🎨 HISTCOLORIFUL: Colorizing Grayscale Images Using Conditional GANs

A comprehensive capstone project comparing classical color transfer techniques against custom GAN architecture for automatic image colorization

Maintained by Mohammed Azeezulla (zeeza18) · Introduction to Image Processing

📋 Table of Contents

✨ Overview
🎯 Key Features
🏗️ Architecture
🛠️ Technologies Used
📁 Project Structure
⚡ Quick Start
🧪 Running Experiments
🚀 FastAPI Demo
📊 Results
📈 Performance Metrics
🎓 Academic Context
🤝 Contributing
📝 License

✨ Overview

HISTCOLORIFUL is a comprehensive image colorization research project that answers a fundamental question: How far can classical computer vision methods go before deep learning becomes necessary?
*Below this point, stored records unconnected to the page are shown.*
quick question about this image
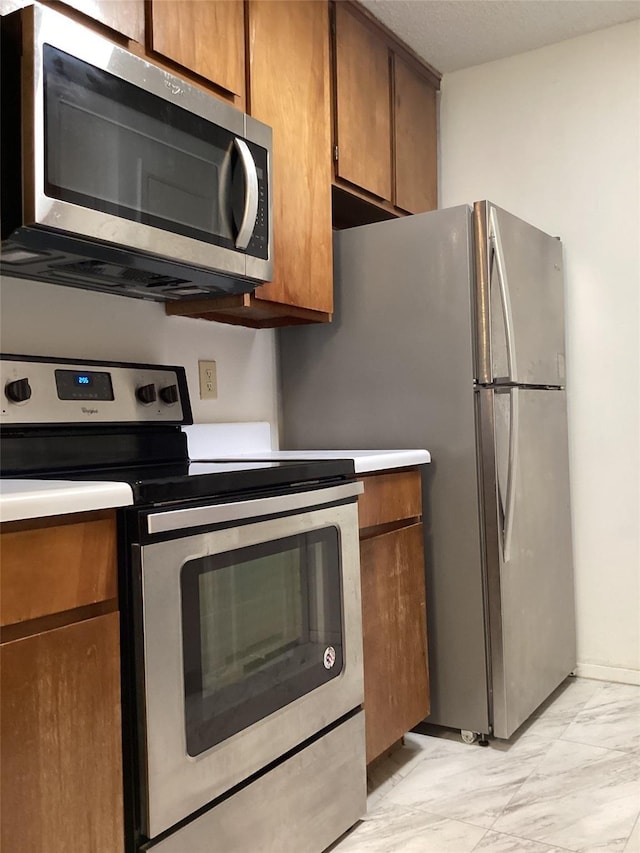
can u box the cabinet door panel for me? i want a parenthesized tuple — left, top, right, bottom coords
(334, 4, 392, 201)
(150, 0, 245, 100)
(394, 56, 437, 214)
(249, 0, 333, 313)
(1, 613, 124, 853)
(360, 523, 429, 763)
(358, 469, 422, 530)
(60, 0, 145, 41)
(1, 512, 117, 628)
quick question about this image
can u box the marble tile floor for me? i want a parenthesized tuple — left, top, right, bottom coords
(328, 678, 640, 853)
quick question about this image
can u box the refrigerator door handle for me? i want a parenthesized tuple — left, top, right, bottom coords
(489, 206, 518, 383)
(503, 387, 519, 562)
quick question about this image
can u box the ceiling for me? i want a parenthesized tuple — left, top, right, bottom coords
(359, 0, 640, 73)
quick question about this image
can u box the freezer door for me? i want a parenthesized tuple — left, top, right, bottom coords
(477, 386, 576, 739)
(474, 202, 566, 387)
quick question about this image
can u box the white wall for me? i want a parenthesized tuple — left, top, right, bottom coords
(0, 277, 279, 433)
(440, 21, 640, 683)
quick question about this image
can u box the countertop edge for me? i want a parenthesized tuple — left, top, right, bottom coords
(0, 481, 134, 524)
(188, 449, 432, 474)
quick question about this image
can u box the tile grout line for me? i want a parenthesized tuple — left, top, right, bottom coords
(484, 733, 561, 833)
(479, 686, 606, 835)
(469, 824, 576, 853)
(623, 811, 640, 851)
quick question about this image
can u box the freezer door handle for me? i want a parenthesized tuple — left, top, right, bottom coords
(502, 387, 519, 562)
(489, 206, 518, 383)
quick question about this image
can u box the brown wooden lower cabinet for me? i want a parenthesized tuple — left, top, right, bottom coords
(0, 511, 124, 853)
(1, 612, 124, 853)
(358, 469, 430, 764)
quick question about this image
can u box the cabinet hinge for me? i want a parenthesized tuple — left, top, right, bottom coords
(333, 145, 339, 162)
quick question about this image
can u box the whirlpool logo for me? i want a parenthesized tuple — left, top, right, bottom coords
(81, 407, 99, 415)
(164, 79, 183, 96)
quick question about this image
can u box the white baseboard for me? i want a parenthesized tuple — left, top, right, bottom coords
(574, 662, 640, 686)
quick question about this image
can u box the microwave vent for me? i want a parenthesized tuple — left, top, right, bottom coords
(45, 259, 190, 298)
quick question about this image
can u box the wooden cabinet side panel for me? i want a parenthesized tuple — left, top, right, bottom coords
(1, 613, 124, 853)
(149, 0, 246, 99)
(394, 56, 438, 214)
(59, 0, 145, 41)
(0, 512, 118, 627)
(334, 3, 392, 201)
(360, 523, 429, 763)
(248, 0, 333, 314)
(358, 469, 422, 530)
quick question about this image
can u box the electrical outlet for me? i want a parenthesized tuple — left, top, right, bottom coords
(198, 360, 217, 400)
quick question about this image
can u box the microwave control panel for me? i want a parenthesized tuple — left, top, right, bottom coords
(245, 142, 270, 261)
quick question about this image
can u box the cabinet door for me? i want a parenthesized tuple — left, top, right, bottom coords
(59, 0, 145, 42)
(358, 469, 422, 531)
(334, 3, 392, 201)
(1, 613, 124, 853)
(394, 55, 438, 214)
(360, 523, 429, 763)
(1, 511, 117, 627)
(149, 0, 245, 102)
(249, 0, 333, 314)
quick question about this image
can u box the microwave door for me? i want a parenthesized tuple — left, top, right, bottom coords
(43, 58, 239, 251)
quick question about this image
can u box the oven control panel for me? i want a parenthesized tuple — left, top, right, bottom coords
(1, 355, 192, 425)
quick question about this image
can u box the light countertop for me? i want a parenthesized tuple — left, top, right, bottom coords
(1, 422, 431, 522)
(191, 449, 431, 474)
(183, 423, 431, 474)
(0, 479, 134, 524)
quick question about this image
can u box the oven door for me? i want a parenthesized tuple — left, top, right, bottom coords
(136, 483, 364, 840)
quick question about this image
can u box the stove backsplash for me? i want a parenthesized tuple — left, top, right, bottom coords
(0, 275, 279, 429)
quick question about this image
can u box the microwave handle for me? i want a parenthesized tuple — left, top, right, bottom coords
(234, 138, 259, 250)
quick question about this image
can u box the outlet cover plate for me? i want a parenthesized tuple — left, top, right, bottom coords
(198, 360, 217, 400)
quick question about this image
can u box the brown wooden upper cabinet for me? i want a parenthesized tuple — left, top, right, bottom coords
(47, 0, 440, 327)
(166, 0, 334, 328)
(58, 0, 145, 42)
(333, 3, 392, 202)
(148, 0, 246, 106)
(394, 54, 438, 215)
(332, 2, 440, 219)
(246, 0, 333, 320)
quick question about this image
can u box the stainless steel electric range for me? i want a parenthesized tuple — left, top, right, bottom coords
(0, 354, 366, 853)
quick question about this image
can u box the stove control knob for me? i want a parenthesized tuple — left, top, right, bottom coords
(159, 384, 179, 405)
(5, 377, 32, 403)
(136, 383, 157, 405)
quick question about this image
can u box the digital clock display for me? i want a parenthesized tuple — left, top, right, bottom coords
(55, 369, 114, 401)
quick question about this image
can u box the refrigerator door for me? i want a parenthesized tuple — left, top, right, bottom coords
(279, 206, 491, 735)
(477, 386, 576, 739)
(474, 202, 566, 387)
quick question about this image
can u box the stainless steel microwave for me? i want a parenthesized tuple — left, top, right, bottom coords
(0, 4, 273, 301)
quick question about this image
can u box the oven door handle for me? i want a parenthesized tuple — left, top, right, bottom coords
(146, 481, 364, 535)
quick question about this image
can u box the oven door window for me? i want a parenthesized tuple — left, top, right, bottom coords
(181, 526, 343, 757)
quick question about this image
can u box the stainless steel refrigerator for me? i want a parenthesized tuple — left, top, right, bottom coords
(278, 201, 576, 740)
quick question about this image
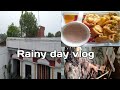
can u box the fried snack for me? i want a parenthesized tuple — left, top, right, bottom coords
(97, 14, 112, 26)
(111, 16, 120, 21)
(95, 36, 108, 43)
(91, 25, 103, 37)
(95, 34, 116, 43)
(97, 17, 108, 26)
(83, 14, 101, 27)
(83, 12, 120, 43)
(103, 24, 117, 34)
(103, 29, 110, 36)
(114, 30, 120, 42)
(108, 34, 116, 42)
(103, 14, 111, 20)
(103, 20, 118, 26)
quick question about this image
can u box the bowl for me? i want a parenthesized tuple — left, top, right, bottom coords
(61, 21, 90, 47)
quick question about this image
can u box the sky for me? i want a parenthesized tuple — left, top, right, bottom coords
(0, 11, 61, 35)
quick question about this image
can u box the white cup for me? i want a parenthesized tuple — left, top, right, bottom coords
(61, 21, 91, 47)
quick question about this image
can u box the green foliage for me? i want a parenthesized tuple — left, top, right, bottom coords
(47, 32, 54, 37)
(0, 33, 7, 41)
(19, 11, 38, 37)
(7, 23, 20, 37)
(55, 31, 61, 37)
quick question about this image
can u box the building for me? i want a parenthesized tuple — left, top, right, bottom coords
(7, 37, 61, 79)
(0, 46, 8, 79)
(0, 26, 61, 79)
(0, 35, 8, 79)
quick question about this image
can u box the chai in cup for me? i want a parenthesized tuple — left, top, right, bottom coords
(61, 21, 90, 47)
(62, 11, 79, 24)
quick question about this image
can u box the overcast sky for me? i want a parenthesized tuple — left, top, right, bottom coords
(0, 11, 61, 35)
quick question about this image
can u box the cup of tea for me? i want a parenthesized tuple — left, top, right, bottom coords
(62, 11, 79, 24)
(61, 21, 91, 47)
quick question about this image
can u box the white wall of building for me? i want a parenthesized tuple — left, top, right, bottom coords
(0, 46, 8, 79)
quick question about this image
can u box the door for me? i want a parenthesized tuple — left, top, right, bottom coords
(25, 65, 31, 79)
(37, 64, 50, 79)
(13, 59, 20, 77)
(57, 72, 61, 79)
(16, 60, 20, 76)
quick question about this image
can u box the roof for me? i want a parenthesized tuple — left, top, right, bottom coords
(7, 37, 61, 42)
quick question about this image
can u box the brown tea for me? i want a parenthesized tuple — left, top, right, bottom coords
(63, 23, 88, 43)
(63, 14, 78, 24)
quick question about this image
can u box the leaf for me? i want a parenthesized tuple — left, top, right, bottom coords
(7, 23, 20, 37)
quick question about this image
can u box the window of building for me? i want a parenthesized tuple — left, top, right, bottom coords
(25, 64, 31, 79)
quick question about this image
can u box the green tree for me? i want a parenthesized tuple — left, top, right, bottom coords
(47, 32, 54, 37)
(7, 23, 20, 37)
(55, 31, 61, 37)
(0, 33, 7, 41)
(19, 11, 38, 37)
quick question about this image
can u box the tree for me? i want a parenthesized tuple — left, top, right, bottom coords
(19, 11, 38, 37)
(0, 33, 7, 42)
(55, 31, 61, 37)
(47, 32, 54, 37)
(7, 23, 20, 37)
Built on a carefully curated 256×256 LAB subset of the COCO dataset with 10 held-out test images, this project systematically compares:

🔵 Classical Methods: Histogram Matching, K-means Color Transfer, Local Gaussian Transfer
🔴 Deep Learning: Custom Pix2Pix GAN with U-Net Generator + PatchGAN Discriminator

🎯 Research Questions

How do interpretable classical algorithms perform vs. trainable GANs?
What hyperparameters optimize GAN colorization quality?
Can we quantify the speed vs. quality tradeoff?
What are the failure modes of each approach?

🏆 Key Findings

Method	PSNR (dB)	SSIM	Speed	Reference Required
K-means Transfer 👑	22.29	0.8908	Slow	✅ Yes
GAN (λ=50) 🤖	20.56	0.8397	Very Fast	❌ No
Histogram Matching	21.85	0.8742	Fast	✅ Yes
Local Gaussian	21.43	0.8621	Fast	✅ Yes

🎯 Key Features

🔬 Classical Computer Vision

✅ Histogram Matching - CDF alignment per LAB channel
✅ K-means Color Transfer - 8-cluster palette mapping
✅ Local Gaussian Transfer - Windowed statistics matching
✅ GPU-accelerated NumPy operations
✅ Per-image metric logging

🧠 Deep Learning Pipeline

✅ Pix2Pix GAN Architecture - U-Net generator with skip connections
✅ PatchGAN Discriminator - 70x70 receptive field
✅ Mixed Precision Training - FP16 for faster convergence
✅ Comprehensive Ablation Studies - 6 hyperparameter configurations
✅ Checkpoint Management - Best model serialization

📊 Evaluation Framework

✅ PSNR & SSIM Metrics - Quantitative quality assessment
✅ Statistical Testing - Paired t-tests, confidence intervals
✅ Speed Benchmarking - CPU vs GPU inference timing
✅ Visual Comparisons - Side-by-side method grids
✅ Failure Case Analysis - Worst-performing image documentation

🌐 Production Deployment

✅ FastAPI REST API - Async colorization endpoints
✅ Interactive Web UI - HTML/CSS/JS upload interface
✅ Multi-method Support - Classical + GAN inference
✅ Health Monitoring - System status endpoints
✅ Auto-generated Docs - OpenAPI/Swagger UI

🏗️ Architecture

🎨 Classical Pipeline

Convert the grayscale L channel to LAB to operate in a perceptually uniform space.
When classical methods are selected, pull color statistics from a user-provided reference image.
Apply the selected algorithm:
- Histogram Matching aligns per-channel LAB histograms.
- K-means Transfer builds an 8-color palette from the reference image.
- Local Gaussian Transfer matches local mean/variance windows.
Merge the predicted AB channels with the input L channel and convert back to RGB.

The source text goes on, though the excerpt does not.